I don’t know why I haven’t heard of Agnes Bushell, an exceptional author who lives in Portland, but when I read Dana Wilde’s Kennebec Journal review of Bushell’s novel Asian Vespers, I quickly got a copy of and found it to be fascinating.
And here is the really good news. I can now look forward to reading all of her other novels!
Asian Vespers is truly an exceptional story, and very pertinent because it focuses on the Kurds in Istanbul. The lead character, Aris Butler, traveled to Turkey from Massachusetts to deliver a half million dollars to someone who is trying to provide relief to the Kurds.
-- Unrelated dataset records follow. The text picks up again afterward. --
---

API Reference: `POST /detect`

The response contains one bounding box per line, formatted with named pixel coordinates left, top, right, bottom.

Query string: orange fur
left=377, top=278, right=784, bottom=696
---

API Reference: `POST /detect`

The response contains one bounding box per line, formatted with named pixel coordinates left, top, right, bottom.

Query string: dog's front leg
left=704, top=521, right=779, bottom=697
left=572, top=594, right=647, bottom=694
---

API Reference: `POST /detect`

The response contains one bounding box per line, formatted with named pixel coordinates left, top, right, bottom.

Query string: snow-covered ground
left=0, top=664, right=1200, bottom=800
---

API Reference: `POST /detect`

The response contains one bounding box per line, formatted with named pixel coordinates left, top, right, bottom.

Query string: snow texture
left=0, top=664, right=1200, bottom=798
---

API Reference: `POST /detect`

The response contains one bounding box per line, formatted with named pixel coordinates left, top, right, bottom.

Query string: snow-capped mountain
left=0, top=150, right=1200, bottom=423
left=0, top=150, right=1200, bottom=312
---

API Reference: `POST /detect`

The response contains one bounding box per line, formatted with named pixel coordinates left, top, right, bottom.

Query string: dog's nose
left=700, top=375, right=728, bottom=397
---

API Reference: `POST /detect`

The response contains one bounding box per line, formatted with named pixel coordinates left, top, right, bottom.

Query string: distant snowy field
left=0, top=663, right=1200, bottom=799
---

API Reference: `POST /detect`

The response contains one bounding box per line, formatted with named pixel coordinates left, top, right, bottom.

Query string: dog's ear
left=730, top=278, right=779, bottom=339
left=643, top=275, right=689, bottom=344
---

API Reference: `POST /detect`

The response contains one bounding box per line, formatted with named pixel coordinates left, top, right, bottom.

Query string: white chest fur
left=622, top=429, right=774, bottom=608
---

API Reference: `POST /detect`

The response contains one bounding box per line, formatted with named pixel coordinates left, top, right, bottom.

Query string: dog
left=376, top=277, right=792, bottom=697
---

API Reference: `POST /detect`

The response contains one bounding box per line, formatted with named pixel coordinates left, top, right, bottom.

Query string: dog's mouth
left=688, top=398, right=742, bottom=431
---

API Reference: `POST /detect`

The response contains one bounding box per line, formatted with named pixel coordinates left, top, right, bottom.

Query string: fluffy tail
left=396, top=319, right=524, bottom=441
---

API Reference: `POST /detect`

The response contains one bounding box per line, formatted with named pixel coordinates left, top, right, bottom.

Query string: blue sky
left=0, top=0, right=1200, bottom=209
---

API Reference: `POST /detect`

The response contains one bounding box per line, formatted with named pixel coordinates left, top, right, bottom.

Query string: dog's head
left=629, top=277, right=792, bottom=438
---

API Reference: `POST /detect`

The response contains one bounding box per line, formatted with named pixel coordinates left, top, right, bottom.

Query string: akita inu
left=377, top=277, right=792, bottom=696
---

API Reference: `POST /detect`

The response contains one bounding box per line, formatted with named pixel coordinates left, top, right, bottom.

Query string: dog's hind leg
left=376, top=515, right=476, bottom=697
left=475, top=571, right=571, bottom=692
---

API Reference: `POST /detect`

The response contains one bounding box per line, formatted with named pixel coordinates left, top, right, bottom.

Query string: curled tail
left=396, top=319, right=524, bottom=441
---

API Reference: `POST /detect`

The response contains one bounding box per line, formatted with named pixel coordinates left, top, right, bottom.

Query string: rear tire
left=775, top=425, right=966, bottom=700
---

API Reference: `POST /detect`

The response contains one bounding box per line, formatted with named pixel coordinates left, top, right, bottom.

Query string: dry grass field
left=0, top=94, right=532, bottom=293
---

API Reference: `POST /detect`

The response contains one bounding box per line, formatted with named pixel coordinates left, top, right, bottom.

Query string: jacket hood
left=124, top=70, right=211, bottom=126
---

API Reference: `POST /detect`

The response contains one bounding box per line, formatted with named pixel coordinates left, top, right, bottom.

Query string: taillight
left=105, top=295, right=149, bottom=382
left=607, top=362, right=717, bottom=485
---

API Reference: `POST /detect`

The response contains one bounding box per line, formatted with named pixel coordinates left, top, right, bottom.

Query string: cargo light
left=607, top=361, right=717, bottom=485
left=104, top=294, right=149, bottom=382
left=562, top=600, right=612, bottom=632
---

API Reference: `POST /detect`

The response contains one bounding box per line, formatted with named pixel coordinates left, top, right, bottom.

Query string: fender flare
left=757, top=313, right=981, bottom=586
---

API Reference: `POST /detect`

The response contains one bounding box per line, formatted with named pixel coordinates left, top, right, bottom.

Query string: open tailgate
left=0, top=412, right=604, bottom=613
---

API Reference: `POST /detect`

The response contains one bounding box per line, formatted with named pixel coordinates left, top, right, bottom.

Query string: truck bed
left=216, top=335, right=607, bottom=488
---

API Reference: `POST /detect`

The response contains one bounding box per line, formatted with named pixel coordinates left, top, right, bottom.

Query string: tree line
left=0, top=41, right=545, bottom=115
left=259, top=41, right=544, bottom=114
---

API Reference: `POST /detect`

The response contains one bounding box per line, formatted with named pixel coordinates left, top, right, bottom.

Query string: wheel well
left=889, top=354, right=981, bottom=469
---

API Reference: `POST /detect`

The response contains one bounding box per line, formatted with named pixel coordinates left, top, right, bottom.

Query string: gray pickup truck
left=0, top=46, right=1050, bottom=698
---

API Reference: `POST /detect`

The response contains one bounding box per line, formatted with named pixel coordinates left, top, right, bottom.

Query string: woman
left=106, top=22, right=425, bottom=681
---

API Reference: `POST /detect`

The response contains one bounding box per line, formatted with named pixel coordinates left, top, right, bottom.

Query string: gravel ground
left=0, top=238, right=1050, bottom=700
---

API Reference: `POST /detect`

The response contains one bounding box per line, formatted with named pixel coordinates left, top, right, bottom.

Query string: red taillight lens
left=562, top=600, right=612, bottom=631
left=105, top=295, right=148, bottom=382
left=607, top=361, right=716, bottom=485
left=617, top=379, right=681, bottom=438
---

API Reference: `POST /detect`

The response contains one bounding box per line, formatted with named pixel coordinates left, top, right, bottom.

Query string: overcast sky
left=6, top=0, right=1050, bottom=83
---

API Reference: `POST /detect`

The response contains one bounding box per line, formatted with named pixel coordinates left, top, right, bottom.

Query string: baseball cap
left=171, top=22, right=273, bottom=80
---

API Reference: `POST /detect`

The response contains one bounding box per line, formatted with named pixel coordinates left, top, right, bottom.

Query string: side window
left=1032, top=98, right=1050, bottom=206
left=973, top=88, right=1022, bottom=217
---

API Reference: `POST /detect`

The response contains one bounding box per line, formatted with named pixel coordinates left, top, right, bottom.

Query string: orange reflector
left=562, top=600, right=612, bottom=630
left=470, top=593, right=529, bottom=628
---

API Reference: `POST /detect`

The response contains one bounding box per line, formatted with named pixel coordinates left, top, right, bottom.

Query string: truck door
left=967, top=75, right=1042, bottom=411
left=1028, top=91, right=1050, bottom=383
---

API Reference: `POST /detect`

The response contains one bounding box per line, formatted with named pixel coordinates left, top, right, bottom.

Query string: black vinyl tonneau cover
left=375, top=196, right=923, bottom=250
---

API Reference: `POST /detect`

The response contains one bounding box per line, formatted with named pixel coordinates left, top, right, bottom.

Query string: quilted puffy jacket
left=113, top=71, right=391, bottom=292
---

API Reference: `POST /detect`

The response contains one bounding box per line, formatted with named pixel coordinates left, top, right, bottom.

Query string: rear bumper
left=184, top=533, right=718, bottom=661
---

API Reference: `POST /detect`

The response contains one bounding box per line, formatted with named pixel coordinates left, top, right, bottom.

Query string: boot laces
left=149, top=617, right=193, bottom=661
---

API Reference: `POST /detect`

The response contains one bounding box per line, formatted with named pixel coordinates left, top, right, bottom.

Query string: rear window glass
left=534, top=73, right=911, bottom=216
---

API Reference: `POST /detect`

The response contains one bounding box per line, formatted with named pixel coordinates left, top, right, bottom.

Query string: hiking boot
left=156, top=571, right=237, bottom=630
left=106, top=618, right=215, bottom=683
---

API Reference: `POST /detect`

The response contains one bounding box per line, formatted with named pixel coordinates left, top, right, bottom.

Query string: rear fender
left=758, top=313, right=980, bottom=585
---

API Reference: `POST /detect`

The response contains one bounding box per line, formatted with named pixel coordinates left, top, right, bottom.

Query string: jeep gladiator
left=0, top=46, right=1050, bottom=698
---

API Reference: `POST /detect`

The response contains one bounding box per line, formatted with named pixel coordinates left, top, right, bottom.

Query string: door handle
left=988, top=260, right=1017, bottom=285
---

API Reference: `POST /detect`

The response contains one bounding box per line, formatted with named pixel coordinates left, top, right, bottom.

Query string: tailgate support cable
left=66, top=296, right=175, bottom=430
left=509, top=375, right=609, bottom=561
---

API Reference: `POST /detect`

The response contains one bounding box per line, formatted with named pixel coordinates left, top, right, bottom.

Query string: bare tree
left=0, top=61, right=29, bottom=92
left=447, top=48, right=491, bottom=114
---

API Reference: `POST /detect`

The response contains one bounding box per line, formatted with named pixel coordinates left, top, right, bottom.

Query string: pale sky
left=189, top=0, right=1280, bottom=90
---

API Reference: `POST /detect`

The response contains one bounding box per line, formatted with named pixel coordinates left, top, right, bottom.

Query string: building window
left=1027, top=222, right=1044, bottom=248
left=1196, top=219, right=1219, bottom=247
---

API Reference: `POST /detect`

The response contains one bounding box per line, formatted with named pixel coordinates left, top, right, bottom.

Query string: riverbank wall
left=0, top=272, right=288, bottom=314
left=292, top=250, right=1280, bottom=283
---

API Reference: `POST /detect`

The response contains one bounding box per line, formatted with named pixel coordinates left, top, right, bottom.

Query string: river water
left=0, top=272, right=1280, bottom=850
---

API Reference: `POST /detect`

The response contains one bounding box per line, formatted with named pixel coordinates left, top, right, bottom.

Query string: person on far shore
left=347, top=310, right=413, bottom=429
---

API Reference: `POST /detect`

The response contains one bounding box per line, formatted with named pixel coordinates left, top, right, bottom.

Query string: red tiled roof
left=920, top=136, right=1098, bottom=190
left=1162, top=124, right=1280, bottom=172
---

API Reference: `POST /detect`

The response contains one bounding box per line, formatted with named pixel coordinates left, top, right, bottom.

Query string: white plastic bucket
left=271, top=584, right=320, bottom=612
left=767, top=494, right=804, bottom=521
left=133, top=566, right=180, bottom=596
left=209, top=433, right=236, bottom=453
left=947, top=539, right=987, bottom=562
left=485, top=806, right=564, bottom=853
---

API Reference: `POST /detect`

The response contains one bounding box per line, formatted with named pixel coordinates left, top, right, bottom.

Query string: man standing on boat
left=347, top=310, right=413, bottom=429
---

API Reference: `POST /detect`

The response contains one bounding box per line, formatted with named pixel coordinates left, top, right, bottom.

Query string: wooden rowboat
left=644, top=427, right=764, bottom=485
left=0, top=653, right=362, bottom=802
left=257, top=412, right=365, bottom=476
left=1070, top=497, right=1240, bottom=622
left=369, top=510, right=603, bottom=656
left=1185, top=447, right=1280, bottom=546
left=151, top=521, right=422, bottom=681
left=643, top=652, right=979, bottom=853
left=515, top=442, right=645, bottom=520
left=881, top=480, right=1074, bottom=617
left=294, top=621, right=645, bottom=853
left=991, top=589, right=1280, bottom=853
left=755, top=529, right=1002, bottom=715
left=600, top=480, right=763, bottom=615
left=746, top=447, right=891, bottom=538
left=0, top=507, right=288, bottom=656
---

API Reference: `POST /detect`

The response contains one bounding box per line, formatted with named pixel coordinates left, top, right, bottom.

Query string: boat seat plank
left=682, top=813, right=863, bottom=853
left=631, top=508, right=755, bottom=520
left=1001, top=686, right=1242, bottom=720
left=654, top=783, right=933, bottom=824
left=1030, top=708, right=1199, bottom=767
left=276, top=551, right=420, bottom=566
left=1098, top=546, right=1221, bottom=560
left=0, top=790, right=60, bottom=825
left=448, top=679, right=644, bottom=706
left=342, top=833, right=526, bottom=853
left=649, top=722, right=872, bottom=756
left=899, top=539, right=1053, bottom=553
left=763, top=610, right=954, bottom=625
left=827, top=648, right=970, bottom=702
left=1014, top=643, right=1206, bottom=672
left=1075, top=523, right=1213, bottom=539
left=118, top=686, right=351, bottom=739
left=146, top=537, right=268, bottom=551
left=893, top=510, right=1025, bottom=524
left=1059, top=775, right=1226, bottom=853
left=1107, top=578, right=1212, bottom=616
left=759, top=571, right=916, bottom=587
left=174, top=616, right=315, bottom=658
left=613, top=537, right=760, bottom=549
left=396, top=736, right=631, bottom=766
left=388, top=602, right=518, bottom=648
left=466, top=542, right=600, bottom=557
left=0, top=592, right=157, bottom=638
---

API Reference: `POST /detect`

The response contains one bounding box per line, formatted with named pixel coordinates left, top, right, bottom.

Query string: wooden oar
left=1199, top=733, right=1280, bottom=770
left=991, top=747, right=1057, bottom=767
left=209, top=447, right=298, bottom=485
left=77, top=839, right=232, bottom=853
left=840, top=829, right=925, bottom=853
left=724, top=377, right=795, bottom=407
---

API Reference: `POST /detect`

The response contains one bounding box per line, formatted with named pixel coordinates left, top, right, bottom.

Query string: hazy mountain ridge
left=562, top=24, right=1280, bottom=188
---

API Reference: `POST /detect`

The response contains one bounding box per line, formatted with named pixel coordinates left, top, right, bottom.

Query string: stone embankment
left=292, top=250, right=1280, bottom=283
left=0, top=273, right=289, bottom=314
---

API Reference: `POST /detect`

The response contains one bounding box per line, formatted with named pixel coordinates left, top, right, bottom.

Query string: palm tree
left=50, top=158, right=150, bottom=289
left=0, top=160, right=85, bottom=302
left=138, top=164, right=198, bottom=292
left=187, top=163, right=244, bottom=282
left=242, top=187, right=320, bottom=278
I don’t know how Bushell knew so much about those countries, but she really captures them in great detail. There’s a lot to this novel, and even though it is 362 pages long, I read it in two afternoons and evenings, anxious to see how it all worked out.
I’m sure I don’t have to tell you that our country abandoned the Kurds last month, making this novel very timely. I learned a lot about the Kurds in this novel.
Dana Wilde described the book very well, writing “this is an absorbing, timely, really beautiful novel, with vividly wrought characters placed deftly in their cultural, social and political milieus within a tense story.”
I can’t describe it any better than that.
Dana also noted that Bushell “is one of Maine’s largely unsung master fiction writers.”
Well she’s not unsung with me anymore!
You can obtain this novel by contacting Littoral Books in Portland.